Operating as a pilot project for more than a year, the second daily Amtrak Cascades train to Vancouver, B.C. may be discontinued effective Nov. 1.
According to the Washington State Department of Transportation (WSDOT), the Canadian federal government requested the agency to pay nearly $550,000 a year for border clearance services to cover additional staffing by the Canada Border Services Agency for the 10:50 p.m. second-train arrival.
The imposed fee would force WSDOT, which subsidizes Amtrak Cascade, to cancel the service.
Officials on both sides of the track are worried about the economic impact of the decision and voiced concern in a WSDOT press release.
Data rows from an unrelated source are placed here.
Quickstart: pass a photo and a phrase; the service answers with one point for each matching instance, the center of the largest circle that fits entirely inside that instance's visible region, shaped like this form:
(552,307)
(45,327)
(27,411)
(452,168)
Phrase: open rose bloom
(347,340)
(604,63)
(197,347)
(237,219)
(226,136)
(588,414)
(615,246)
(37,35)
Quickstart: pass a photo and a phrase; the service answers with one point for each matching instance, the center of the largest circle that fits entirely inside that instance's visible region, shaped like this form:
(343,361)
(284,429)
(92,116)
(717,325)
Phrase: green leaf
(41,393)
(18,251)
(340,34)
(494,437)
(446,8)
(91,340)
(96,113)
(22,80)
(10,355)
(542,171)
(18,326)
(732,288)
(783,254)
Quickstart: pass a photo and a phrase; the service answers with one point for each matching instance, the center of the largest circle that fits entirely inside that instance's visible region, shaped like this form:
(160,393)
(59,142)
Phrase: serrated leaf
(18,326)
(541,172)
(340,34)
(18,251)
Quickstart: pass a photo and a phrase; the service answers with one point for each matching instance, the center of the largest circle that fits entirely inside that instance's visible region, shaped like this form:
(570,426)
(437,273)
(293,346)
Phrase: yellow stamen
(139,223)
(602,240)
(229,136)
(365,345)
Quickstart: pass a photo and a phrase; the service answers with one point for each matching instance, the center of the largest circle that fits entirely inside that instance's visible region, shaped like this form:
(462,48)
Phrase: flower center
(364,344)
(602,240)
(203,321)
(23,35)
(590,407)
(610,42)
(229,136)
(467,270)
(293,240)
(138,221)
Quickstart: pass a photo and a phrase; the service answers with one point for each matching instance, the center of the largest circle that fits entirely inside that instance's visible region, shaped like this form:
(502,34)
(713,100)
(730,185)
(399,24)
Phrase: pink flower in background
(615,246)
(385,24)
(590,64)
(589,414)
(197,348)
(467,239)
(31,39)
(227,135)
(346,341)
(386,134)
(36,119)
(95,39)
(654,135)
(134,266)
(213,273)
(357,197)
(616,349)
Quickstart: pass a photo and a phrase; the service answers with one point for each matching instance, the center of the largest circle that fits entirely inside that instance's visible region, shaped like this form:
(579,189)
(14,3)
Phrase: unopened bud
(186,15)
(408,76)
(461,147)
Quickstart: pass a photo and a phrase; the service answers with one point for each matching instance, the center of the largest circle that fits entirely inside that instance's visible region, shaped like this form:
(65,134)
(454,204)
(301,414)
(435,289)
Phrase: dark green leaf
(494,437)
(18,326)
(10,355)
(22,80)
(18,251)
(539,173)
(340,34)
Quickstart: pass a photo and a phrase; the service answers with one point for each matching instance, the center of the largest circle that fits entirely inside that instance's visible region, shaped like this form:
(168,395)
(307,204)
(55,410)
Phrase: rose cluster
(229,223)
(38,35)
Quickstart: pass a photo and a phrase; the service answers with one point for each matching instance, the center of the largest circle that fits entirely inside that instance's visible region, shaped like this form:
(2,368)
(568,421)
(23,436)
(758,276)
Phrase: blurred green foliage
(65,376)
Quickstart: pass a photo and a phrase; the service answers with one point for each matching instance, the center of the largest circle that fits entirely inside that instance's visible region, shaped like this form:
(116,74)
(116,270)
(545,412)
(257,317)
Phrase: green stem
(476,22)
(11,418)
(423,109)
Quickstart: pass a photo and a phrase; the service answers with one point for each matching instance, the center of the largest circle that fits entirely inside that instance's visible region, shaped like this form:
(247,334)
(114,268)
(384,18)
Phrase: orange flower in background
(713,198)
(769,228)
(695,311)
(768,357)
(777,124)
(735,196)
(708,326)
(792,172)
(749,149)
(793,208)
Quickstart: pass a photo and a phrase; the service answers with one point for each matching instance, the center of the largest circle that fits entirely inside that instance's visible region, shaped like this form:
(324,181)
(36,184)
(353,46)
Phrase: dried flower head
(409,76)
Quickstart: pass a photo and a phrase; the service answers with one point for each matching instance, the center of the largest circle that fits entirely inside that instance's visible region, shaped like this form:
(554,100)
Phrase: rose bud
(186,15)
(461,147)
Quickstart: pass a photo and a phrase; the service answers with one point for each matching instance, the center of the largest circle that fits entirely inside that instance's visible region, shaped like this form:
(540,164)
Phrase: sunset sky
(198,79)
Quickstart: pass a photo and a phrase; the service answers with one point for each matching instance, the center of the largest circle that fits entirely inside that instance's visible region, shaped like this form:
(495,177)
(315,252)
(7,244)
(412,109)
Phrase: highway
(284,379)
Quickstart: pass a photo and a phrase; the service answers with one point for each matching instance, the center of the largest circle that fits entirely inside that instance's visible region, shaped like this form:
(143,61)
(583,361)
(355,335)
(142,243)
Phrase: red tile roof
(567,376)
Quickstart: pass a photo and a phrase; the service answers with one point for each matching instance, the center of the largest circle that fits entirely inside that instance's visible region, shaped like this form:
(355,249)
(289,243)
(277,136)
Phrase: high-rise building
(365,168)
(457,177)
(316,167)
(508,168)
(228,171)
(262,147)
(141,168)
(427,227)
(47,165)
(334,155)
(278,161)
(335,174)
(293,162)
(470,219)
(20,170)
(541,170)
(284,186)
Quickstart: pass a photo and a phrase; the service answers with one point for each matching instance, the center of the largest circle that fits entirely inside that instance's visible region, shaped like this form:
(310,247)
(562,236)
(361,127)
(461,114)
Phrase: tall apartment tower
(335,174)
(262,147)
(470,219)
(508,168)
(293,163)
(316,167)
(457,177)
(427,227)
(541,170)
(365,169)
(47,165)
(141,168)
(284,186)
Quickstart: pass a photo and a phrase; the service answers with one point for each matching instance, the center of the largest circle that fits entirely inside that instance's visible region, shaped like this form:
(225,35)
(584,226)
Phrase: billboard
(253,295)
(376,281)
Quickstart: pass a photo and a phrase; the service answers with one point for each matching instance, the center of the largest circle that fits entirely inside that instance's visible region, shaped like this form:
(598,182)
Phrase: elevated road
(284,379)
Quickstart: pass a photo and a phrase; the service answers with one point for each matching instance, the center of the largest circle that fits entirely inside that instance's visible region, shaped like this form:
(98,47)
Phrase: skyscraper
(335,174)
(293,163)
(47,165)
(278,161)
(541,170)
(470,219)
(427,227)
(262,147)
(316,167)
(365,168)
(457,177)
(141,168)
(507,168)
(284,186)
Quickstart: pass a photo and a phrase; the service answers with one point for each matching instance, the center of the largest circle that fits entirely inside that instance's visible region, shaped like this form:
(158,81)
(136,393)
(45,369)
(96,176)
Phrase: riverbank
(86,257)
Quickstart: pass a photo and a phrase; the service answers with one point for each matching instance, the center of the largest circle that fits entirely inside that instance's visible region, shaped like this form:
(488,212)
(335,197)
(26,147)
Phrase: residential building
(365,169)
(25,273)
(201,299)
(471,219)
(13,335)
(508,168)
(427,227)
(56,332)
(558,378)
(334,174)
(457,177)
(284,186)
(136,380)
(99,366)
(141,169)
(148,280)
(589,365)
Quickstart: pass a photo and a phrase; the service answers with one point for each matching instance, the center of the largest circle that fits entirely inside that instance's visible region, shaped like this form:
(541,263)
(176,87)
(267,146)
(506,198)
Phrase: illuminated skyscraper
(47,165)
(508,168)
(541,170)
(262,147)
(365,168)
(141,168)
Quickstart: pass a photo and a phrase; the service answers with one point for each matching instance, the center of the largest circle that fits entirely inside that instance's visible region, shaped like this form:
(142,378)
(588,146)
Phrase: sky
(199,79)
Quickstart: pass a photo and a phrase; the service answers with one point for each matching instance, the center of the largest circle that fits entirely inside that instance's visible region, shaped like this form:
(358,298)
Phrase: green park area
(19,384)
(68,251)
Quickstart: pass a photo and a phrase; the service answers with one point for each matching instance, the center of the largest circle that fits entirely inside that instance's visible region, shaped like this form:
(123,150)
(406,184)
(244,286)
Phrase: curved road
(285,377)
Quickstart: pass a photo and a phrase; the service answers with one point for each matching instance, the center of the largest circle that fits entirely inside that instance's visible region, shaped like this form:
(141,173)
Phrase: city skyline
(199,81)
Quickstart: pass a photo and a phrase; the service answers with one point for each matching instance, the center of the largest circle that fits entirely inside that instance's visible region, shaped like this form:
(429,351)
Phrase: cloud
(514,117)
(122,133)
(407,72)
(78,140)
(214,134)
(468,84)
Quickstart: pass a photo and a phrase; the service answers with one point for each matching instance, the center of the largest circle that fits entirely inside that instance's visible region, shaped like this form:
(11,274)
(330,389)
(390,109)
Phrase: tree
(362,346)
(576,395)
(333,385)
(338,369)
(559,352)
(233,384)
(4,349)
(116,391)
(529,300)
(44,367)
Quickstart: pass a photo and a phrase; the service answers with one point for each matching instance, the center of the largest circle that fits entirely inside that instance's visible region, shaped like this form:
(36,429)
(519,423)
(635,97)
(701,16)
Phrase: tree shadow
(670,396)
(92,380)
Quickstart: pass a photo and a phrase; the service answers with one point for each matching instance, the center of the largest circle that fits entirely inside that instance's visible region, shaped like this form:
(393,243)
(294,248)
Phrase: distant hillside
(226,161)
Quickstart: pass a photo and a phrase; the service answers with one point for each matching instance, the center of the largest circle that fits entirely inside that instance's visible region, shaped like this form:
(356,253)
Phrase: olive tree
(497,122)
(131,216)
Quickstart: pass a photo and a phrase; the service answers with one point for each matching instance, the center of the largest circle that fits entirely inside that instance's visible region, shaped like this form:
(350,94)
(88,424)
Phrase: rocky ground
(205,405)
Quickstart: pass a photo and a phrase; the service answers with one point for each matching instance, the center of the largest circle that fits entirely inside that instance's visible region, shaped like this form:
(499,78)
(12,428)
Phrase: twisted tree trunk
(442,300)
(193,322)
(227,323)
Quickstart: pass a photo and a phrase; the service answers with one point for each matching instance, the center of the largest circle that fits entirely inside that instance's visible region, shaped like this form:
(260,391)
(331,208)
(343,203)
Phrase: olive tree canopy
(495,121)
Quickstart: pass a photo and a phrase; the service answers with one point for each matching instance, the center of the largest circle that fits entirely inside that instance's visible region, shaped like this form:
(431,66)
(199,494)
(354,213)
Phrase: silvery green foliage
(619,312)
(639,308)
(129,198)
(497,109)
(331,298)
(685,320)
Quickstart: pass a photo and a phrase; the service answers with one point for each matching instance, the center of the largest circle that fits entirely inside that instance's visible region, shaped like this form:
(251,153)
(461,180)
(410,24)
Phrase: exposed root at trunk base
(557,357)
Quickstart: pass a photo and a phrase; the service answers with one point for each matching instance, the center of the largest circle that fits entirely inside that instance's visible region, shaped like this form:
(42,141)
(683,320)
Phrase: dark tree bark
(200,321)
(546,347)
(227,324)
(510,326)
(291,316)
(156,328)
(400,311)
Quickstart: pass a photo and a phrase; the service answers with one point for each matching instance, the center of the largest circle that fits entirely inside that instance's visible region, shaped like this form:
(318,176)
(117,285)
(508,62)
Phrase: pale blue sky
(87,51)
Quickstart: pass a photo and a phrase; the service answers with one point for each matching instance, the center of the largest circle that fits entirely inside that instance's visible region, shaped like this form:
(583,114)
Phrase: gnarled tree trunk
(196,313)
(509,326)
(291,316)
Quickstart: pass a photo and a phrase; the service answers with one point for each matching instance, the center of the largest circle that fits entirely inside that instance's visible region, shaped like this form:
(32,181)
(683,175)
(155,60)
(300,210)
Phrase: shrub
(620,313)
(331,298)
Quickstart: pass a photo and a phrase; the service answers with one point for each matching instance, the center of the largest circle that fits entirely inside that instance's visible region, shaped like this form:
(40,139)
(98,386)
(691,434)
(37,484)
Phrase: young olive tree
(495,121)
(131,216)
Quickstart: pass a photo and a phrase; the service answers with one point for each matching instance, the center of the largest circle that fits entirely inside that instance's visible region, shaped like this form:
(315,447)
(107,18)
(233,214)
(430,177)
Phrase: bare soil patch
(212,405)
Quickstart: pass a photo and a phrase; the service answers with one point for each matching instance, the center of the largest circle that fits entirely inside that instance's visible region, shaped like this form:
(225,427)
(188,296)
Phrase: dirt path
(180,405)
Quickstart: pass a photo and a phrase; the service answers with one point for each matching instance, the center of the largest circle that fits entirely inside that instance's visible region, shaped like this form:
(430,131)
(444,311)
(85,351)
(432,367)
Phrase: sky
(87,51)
“British Columbia and Washington are so disappointed by this news,” said Washington Transportation Secretary Paula Hammond. “The economic benefits for Vancouver and Washington are clear as travelers shop, eat and stay in local hotels. The second train has brought an estimated $11.8 million in economic benefits to British Columbia during the year it has been allowed to operate. Does it really make sense for $550,000 in annual border inspection fees to be the reason the service ends?”
“I am very disappointed to hear about this lack of commitment from the Canadian federal government,” said State Sen. Mary Margaret Haugen, chair of the Senate Transportation Committee. “Washington has made investing in passenger rail service a top priority, but we need support from our neighbors to continue this valuable transportation option that connects our two countries. We will be reaching out to our congressional delegation urging their support in resolving this issue between the U.S. and Canadian governments.”
Total ridership on the train in question, a route between Portland and Vancouver, carried 245,000 passengers during the pilot program, which was extended through Sept. 30 to assess post-Olympics ridership. Since Aug. 19 of last year, 26,837 passengers have traveled across the U.S./Canadian border on the second train.
A steady increase in ridership has been documented by WSDOT. On average, 73 people per day rode into Vancouver. Over the past three months, that daily average has jumped to about 100 people.
“We proved that the ridership demand was there, during the Olympics and after,” Hammond said. “We have no money to cover this added cost and we will not ask Washington travelers to pay more for their tickets, when customers traveling into Washington don’t have to pay a U.S. customs fee.” For now, service by the second train will continue through Oct. 31.